Lo stesso accade, per fare un altro esempio, in Israele, ove da tempo la politica è dominata da governi estremisti che non solo paiono aver beatamente mandato in soffitta il processo di pace con i palestinesi ma che giungono addirittura a mettersi apertamente di traverso quando all’orizzonte, come sta accadendo tra Iran e Stati Uniti, si profilano scenari meno bellicisti del solito.

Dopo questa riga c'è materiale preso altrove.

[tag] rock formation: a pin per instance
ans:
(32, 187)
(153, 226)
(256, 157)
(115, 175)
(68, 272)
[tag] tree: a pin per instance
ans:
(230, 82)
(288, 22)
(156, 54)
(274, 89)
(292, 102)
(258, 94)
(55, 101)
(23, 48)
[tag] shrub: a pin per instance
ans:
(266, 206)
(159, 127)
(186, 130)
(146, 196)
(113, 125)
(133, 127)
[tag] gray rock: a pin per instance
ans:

In pratica siamo di fronte a una deriva estremista che riduce gli spazi per le normali opzioni moderate, volte al dialogo e al compromesso, rimuovendo gli ostacoli ideologici in nome del bene comune. Si assiste al crescere di un radicalismo populista che alligna sempre più nelle nostre democrazie, ponendo seriamente a rischio la coesione sociale. La ventata di estrema destra che sta attraversando l’Europa è di questa natura. E in fondo, pur non essendogli esattamente sovrapponibile in termini ideologici, nello stesso berlusconismo si ritrova qualcosa di simile, per lo meno in quella continua demagogia, sulla riduzione delle tasse soprattutto, che illude i cittadini senza però risolvere i reali problemi del Paese. Anzi, giungendo persino ad attizzarli.
Come uscire dunque da questa situazione che mette a rischio la nostra coesione sociale e forse la nostra stessa convivenza civile?

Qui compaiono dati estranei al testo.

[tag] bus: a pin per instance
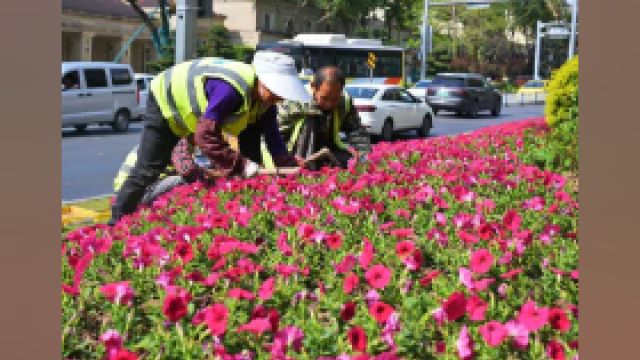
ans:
(311, 51)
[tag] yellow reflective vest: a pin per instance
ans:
(181, 97)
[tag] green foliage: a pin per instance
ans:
(562, 94)
(218, 44)
(558, 150)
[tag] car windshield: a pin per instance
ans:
(534, 84)
(422, 83)
(362, 92)
(448, 81)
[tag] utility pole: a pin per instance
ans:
(425, 41)
(536, 61)
(572, 39)
(186, 15)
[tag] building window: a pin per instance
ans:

Un primo dato su cui riflettere è il seguito elettorale di questi movimenti estremisti. Essi non sono certo maggioritari (e probabilmente mai lo saranno) ma, come mostrano i Tea party, sono ormai ampiamente in grado di condizionare l'agenda politica. D'altronde fasce sempre più consistenti di cittadini sembrano attratte da questo radicalismo che, a colpi di slogan accattivanti, finge di semplificare la complessa realtà in cui viviamo, offrendo soluzioni a buon mercato su qualsiasi problema. In verità questo radicalismo populista è parte del problema e non certo la soluzione ma, se si è arrivati a questo punto, grandi sono le responsabilità delle forze moderate e riformiste, incapaci da tempo di offrire una buona politica.

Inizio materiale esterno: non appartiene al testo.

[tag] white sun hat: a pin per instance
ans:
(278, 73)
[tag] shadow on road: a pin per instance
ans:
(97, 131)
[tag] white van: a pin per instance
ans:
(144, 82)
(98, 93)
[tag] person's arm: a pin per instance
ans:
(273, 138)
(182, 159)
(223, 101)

Esse devono cioè tornare a offrire una prospettiva che risponda ai bisogni e alle inquietudini delle persone. Il continuo accrescersi della forbice sociale accentua le paure dei cittadini, facendo prendere quota alle soluzioni demagogiche, poiché l’estremismo nuota soprattutto nell’acqua delle iniquità e delle ineguaglianze. E per spezzare questo circolo vizioso, paura-estremismo, che rischia di travolgere la nostra convivenza civile c'è un'unica strada: rimettere al centro dell'agenda quei valori di equità e uguaglianza dimenticati in questi ultimi decenni di liberismo incontrollato. Nell'azione politica, che si parli di previdenza o di lavoro, di fisco o di immigrazione, deve esser pienamente visibile il filo conduttore di una generale equità, segno inequivocabile di una società più giusta. Questa è la buona politica che batte lo spettro populista, puntando sulla coesione sociale e facendo sentire i cittadini, tutti quanti, parte di un grande progetto condiviso.


Aldo Cantoni - 2013-10-15
Bravo Novellini! Concordo con la tua analisi. Mi permetto anche di suggerire, non certo solo a te, ma anche a me e a tutti coloro che condividono questa sensibilità, di approfondire le motivazioni che hanno portato i non estremisti ad essere così poco reattivi e propositivi come se la moderazione ed il buon senso dovessero condurre all' inerzia. Che manchi una spinta ideale generatrice di impegno?